Updated

North Korea's vow to abandon all peace agreements with Seoul drew a mild response Friday from South Korea's president, who continued to express optimism that the rivals could hold negotiations soon.

President Lee Myung-bak dismissed the North's claim that his government's tougher policies were pushing the divided peninsula toward armed conflict.

"I hope North Korea understands that (South Korea) has affection toward the North, and I think that the two Koreas can hold negotiations before long," Lee said, without elaborating. Still, he was skeptical about sending an envoy to North Korea to help break the deadlock.

Lee's comments came hours after the North vowed to abandon a nonaggression pact and all other peace agreements with South Korea. The communist country also said it would not respect a disputed sea border with the South.

Some analysts characterized the rhetoric as just the latest in a nearly yearlong campaign to pressure Seoul's conservative, pro-U.S. president — and also attract the attention of President Barack Obama's new administration.

Others saw signs the North is gearing up for armed provocation, possibly a naval skirmish over the Koreas' disputed Yellow Sea boundary — the scene of deadly battles between the two navies in 1999 and 2002.

In Washington, State Department spokesman Robert Wood said North Korea's motivation was unclear, but that its "rhetoric is distinctly not helpful."

He said North Korea's threats would not deter the United States from pursuing international talks meant to persuade it to abandon its nuclear weapons.

"Time is of the essence" in the disarmament efforts and the matter is a priority for the new administration, Wood told reporters.

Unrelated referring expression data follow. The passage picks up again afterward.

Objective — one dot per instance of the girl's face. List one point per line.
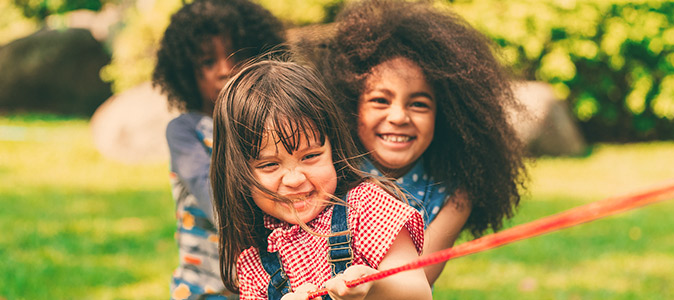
(214, 69)
(306, 177)
(396, 114)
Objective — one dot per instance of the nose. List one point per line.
(294, 178)
(397, 115)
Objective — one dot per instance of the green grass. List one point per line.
(78, 226)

Lee described the North's remarks as "not unusual" and indicated Seoul will wait until North Korea is ready for talks in good faith.

"South-North relations should be at a starting point where they can trust, respect and talk to each other," Lee said in a televised round-table meeting.

However, Kim Yong-hyun, a North Korea expert at Seoul's Dongguk University, said the North's comments could presage military moves.

"This signals that North Korea will stage a provocation" — probably near the maritime border, Kim said.

Any skirmish would probably be limited in scale and intensity because North Korea is aware that serious clashes would irreparably harm relations with Seoul — and with Obama's administration, he said.

South Korea's Defense Ministry said its troops remain on alert along its land and sea borders, although there were no unusual moves by the North's military.

The two Koreas technically remain at war because their three-year conflict ended in 1953 with a truce, not a peace treaty. The peninsula remains divided by a heavily fortified border, with thousands of troops stationed on both sides.

Relations had warmed considerably over the past decade, with previous liberal governments in Seoul adopting a "sunshine policy" in which aid was extended to the impoverished North as a way to facilitate reconciliation.

But Lee has not pledged to observe accords signed by his predecessors — a stance North Korea says proves his hostility. The North cut off reconciliation talks soon after he took office nearly a year ago.

On Friday, the North's Committee for the Peaceful Reunification of Korea — a ruling communist party organ in charge of ties with Seoul — declared all past peacekeeping accords with the South "dead," claiming Lee was escalating tensions.

"The group of traitors has already reduced all the agreements reached between the North and the South in the past to dead documents," the committee said in a statement carried by the state-run Korean Central News Agency.

Both Koreas are watching to see how Obama's North Korea policy takes shape.

After eight years of icy relations with the Bush administration, North Korea hopes to have improved ties with Obama, analysts say. Obama has said he would be willing to meet with North Korean leader Kim Jong Il if it advances the effort to disarm the North of its nuclear capabilities.

North Korea, which tested a nuclear device in 2006, signed a pact in 2007 with five other nations — the U.S., South Korea, Japan, Russia and China — in which it agreed to dismantle its nuclear program in exchange for aid.

That process has been stalled since August, and talks in Beijing in December failed to get the process back on track.